I’m not surprised he’s a researcher or that he’d hold a patent for something amazing. He’s intense when he focuses. That likely serves him well in the lab.
Laney hides a smile behind a bite of veggie korma.
I clear my throat. “I think he’s overwhelmed at the change in climate from the West Coast and the pace that things move in small mountain towns.”
Devi’s brown eyes light up. “Ooh, right, he came from California, didn’t he?”
“That’s what I hear.”
Both women eye me.
Laney with are you seriously pretending you’re still off gossip?, Devi with is that all you’ve heard?
“How’s your leg?” I ask Laney, even though I want to ask her how Emma’s doing, which I won’t do unless we’re completely alone.
I’ve been smiling through all of the questions I’ve gotten about her the past week and a half too. Runaway-mooning has turned into my standard answer.

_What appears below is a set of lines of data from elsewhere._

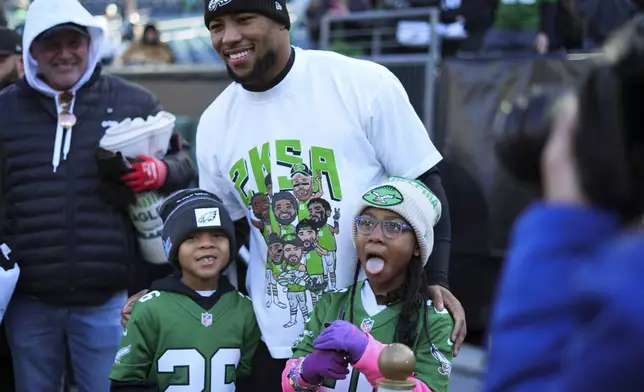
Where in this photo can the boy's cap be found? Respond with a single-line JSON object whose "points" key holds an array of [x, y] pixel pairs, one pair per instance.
{"points": [[188, 211], [410, 199]]}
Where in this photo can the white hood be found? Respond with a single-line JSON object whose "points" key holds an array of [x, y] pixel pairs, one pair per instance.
{"points": [[41, 16]]}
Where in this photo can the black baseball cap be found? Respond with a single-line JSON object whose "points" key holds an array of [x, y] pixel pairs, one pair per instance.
{"points": [[64, 26], [10, 42]]}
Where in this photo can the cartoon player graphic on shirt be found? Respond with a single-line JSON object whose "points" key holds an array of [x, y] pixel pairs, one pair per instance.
{"points": [[320, 212], [285, 211], [302, 179], [295, 278], [260, 205], [307, 231], [274, 266]]}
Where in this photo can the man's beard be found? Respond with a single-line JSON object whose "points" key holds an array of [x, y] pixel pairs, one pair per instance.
{"points": [[258, 73], [10, 78]]}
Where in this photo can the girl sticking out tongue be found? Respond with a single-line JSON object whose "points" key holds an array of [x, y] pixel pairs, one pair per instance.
{"points": [[339, 349]]}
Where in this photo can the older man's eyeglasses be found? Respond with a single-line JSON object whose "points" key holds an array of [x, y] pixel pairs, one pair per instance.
{"points": [[390, 229], [66, 118]]}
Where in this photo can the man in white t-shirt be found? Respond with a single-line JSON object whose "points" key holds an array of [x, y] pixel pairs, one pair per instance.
{"points": [[309, 131]]}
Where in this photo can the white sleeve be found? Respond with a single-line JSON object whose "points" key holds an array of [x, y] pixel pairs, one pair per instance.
{"points": [[211, 178], [397, 134]]}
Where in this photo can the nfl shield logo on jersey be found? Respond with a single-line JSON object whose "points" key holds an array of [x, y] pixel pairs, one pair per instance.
{"points": [[206, 319], [366, 325]]}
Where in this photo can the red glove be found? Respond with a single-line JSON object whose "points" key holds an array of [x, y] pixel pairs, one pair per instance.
{"points": [[146, 175]]}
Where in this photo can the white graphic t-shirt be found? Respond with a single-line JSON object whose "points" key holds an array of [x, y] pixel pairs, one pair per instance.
{"points": [[294, 161]]}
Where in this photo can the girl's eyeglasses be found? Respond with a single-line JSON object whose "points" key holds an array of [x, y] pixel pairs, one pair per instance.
{"points": [[390, 229], [66, 118]]}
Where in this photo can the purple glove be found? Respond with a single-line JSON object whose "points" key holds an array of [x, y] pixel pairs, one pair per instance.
{"points": [[324, 365], [343, 336]]}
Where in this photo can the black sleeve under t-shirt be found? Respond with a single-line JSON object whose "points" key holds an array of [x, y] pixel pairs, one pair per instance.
{"points": [[437, 268]]}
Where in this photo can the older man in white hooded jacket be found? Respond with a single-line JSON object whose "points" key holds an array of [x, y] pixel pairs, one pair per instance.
{"points": [[75, 248]]}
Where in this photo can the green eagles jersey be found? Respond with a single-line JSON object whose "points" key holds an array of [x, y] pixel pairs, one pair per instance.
{"points": [[433, 348], [519, 14], [171, 341], [326, 239], [302, 210], [314, 263]]}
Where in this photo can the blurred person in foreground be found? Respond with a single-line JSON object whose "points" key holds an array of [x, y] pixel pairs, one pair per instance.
{"points": [[10, 57], [569, 314], [75, 248]]}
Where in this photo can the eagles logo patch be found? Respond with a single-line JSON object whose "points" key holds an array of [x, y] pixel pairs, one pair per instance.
{"points": [[383, 196]]}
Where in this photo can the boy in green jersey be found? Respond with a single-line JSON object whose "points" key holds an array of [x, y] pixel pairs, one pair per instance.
{"points": [[342, 339], [193, 330]]}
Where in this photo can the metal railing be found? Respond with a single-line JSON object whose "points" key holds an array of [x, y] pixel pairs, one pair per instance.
{"points": [[379, 29]]}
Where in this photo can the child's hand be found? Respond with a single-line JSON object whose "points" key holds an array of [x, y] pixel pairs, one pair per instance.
{"points": [[343, 336], [324, 365]]}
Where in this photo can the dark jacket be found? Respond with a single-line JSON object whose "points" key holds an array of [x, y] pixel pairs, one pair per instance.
{"points": [[73, 248]]}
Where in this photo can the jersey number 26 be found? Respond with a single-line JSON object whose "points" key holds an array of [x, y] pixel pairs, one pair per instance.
{"points": [[192, 359]]}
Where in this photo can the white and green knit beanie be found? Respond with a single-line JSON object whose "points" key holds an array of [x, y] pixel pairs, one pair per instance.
{"points": [[410, 199]]}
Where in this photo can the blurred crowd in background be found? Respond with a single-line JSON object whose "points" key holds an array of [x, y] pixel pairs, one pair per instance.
{"points": [[172, 31]]}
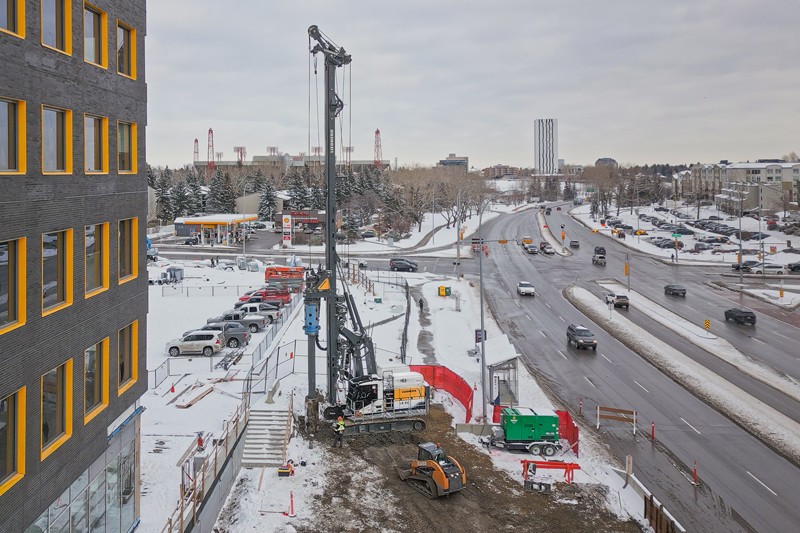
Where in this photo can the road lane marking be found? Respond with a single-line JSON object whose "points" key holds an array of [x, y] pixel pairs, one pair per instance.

Laney pulls a face. “Annoying. Don’t tell Theo I said that though, or he’ll make it his new mission to make me more comfortable.”
“And that’s a bad thing?” Devi asks.
Laney shakes her head. “It’s a good thing. But I think he’s itching to go snowboarding or to do anything other than sit still in his house for one more day, and he won’t if he thinks I can’t survive eight hours without him.”
“He’s surviving this party without you.”
“I asked him to fix me lasagna for lunch tomorrow, and he took off for the market over in Elk’s Knee since he says they have the freshest ingredients for the homemade sauce it needs, and he needs to start it before they open tomorrow.”
Laney hates lasagna.
Which means Theo’s probably actually doing something with or for Emma.
My heart squeezes. I want to be helping too, but for the first time in my life, I don’t know how.